Search code examples
pythonnlpspacy

How to force a certain tag in spaCy?


I'm using spaCy '3.0.0rc2' with a custom model. Unfortunately my training data is low in hyphens (-), therefore the hyphen often gets tagged as NOUN.

Is there some way to force a certain tag or pos, to make sure that all the - tokens get tagged with PUNCT?

Basically I am looking for a solution like proposed in the answer to this question here: How to force a pos tag in spacy before/after tagger?

Unfortunately this does not seem to work anymore (at least for spaCy 3) and raises an error:

ValueError: [E1005] Unable to set attribute 'POS' in tokenizer exception for '{G}'. Tokenizer exceptions are only allowed to specify ORTH and NORM.

(Same when trying to assign the TAG attribute)

I know that it would be possible to create a custom component with a Matcher that looks just for the hyphen and assigns the right tag. However this seems to be overkill when considering that I currently just want to handle one token.

Is there some way to force tags in spaCy 3, without re-tagging during processing using a custom component?

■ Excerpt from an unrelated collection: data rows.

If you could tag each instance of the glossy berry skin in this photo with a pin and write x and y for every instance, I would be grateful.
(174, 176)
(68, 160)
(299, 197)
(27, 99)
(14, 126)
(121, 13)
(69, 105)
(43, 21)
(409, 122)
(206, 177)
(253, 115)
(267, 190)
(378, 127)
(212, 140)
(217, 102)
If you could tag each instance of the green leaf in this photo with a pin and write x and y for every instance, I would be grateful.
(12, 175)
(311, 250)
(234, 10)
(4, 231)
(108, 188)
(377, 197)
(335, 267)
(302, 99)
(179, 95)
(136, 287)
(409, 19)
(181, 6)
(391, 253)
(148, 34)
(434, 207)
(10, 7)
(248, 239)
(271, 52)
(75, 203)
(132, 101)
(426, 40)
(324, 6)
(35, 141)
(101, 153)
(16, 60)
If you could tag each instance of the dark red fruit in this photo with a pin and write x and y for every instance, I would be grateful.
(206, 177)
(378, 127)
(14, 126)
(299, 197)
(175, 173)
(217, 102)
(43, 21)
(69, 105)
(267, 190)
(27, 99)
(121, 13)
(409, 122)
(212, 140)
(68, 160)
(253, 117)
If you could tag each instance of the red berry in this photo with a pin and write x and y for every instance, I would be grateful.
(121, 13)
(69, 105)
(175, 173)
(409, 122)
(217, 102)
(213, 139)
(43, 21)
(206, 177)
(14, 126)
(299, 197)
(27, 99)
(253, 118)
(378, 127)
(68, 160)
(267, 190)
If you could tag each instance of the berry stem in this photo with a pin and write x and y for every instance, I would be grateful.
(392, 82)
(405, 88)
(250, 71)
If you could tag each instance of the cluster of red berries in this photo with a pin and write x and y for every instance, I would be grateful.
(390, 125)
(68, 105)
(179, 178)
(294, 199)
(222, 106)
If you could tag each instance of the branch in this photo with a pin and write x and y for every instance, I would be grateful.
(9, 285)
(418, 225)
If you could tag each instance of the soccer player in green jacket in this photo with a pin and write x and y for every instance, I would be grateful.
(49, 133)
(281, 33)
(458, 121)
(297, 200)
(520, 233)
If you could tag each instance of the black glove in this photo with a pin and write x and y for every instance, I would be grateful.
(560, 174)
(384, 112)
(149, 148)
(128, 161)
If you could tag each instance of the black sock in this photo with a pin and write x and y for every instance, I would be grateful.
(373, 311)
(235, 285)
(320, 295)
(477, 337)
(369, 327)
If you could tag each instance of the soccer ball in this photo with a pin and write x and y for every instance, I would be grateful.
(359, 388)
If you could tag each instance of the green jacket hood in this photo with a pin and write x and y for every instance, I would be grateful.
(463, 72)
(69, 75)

Ideally I would want to modify the TAG attribute and let the POS attribute get assigned automatically by spaCy based on that TAG attribute. As in the spacy-annotations TAG=HYPH should be mapped to POS=PUNCT.


Solution

  • In spaCy v3, exceptions like this can be implemented in the attribute_ruler component:

    ruler = nlp.add_pipe("attribute_ruler")
    patterns = [[{"ORTH": "-"}]]
    attrs = {"TAG": "HYPH", "POS": "PUNCT"}
    ruler.add(patterns=patterns, attrs=attrs)
    

    Be aware that the attribute ruler runs the pattern matching once based on the initial Doc state, so you can't use the output attrs of one rule as the input pattern for another. This comes up in pipelines like en_core_web_sm, where the included attribute ruler does the tag->pos mapping. So if you have another rule that should match on a pos pattern, you'd have to add a second attribute ruler component to handle those cases.

    See: https://nightly.spacy.io/api/attributeruler